The restaurant is beautiful — from the tall windows behind the bar on one side to the large open kitchen on the other. The bar and dining areas were designed by The Johnson Studio at Cooper Carry, an architectural firm out of Atlanta, Georgia.

My sister, Kathy Mcallen, and I had a reservation for opening night October 22nd, so we tried quite a few things on the menu. And, man oh man, the food is wonderful.

I thought Kristian Hatfield, who was wearing a jacket and necktie, was a manager. But he was a server. That’s what they wear. It sets a nice tone. And Hatfield was great. He explained the menu and took care of our table.

Nate Henssler, who is managing partner as well as executive chef, stopped by the table and discussed menu items. According to the release, he was “recruited to Memphis last fall by Carlisle Restaurant Group after two decades of leading kitchens in Chicago and Las Vegas. Amelia Gene’s welcomes a contemporary, globally inspired palate artfully designed to impress.”

The foie gras macaron, one of the “Proper Bites,” was incredible. I could have eaten a dozen of them. In fact, I also could have kept eating the sourdough bread with cardamom honey butter, hummus, and house-made pickles, one of the first things to arrive at the table.

I loved the blackberry oysters with cauliflower soubis, pickled cucumber, and bay leaf. And I loved the “Kaluga Caviar Beignet” with sweet onion cream and Arkansas black apple.
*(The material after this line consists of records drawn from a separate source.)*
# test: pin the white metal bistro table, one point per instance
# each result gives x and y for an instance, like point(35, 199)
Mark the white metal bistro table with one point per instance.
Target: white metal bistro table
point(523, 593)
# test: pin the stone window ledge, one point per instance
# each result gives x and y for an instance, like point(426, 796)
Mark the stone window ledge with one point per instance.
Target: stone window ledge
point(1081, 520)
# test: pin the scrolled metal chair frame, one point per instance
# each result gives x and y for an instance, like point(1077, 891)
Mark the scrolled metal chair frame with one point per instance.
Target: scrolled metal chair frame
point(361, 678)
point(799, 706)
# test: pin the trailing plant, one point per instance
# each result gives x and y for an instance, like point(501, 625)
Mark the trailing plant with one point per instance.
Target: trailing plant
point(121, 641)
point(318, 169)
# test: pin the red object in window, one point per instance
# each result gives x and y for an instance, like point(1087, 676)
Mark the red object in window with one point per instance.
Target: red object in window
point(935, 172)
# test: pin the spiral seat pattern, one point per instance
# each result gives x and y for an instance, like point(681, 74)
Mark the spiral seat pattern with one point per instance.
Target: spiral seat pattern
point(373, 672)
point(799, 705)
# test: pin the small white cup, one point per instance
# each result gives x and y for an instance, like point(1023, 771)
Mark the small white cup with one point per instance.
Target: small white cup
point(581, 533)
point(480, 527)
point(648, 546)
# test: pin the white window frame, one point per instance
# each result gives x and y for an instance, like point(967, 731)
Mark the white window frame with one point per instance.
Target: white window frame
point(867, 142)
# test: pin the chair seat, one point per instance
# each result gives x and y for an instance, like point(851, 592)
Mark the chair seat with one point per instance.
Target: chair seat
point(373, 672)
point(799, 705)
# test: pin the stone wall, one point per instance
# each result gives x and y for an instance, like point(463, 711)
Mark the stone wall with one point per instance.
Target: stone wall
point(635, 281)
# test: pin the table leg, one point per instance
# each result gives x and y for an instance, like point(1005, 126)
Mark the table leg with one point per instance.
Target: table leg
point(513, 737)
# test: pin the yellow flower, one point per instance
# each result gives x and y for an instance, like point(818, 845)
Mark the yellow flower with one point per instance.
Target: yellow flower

I could have eaten a dozen of those, too.

My delicious “starter” was the Wagyu steak tartare with perilla oil, potato latke, and truffled green almond.

Wagyu steak tartare at Amelia Gene’s (Credit: Michael Donahue)

I will definitely return and make a meal out of just the bucatini with saffron, piquillo, and white tomato. This is one of the “Pasta” course items.

Bucatini at Amelia Gene’s (Credit: Michael Donahue)

My sister had the tasty Massachusetts black sea bass with red cabbage and a caraway jus as her dinner item. I had a tough time trying to figure out what I wanted. The descriptions were mouth-watering. The big eye tuna with  foie gras, beetroot, caponata, and fig reduction sounds so good. I was tempted to order some fig reduction on the side of my order, which was a delicious 22-ounce dry-aged prime New York Strip with beef fat popovers and sauce au poivre. Those popovers, which topped the steak, are must tries.

Massachusetts black sea bass at Amelia Gene’s (Credit: Michael Donahue)
New York strip with beef fat popovers at Amelia Gene’s (Credit: Michael Donahue)

After talking with chef Henssler, on my next visit I’m going to order the duck with kumquat, butternut squash, endive, and natural sauce.

For dessert, I got Amelia Gene’s ice cream sundae with hot fudge, butterscotch, whipped cream, chocolate bark, and a cherry. And my sister got the salted caramel creme brûlée with cherry sauce and whipped white chocolate. It was the biggest creme brûlée I’ve ever seen. It was about the size of a medium-sized pie.

Ice cream sundae at Amelia Gene’s (Credit: Michael Donahue)
Creme Brulee at Amelia Gene’s (Credit: Michael Donahue)

Amelia Gene’s is wonderful. It’s a great addition to downtown. And writing this in between a bowl of oatmeal for breakfast and a peanut butter sandwich for lunch is torture. I want the duck and some foie gras macarons right now. But Amelia Gene’s is only open for dinner Wednesday through Sunday.

And I want some fig reduction to go with everything.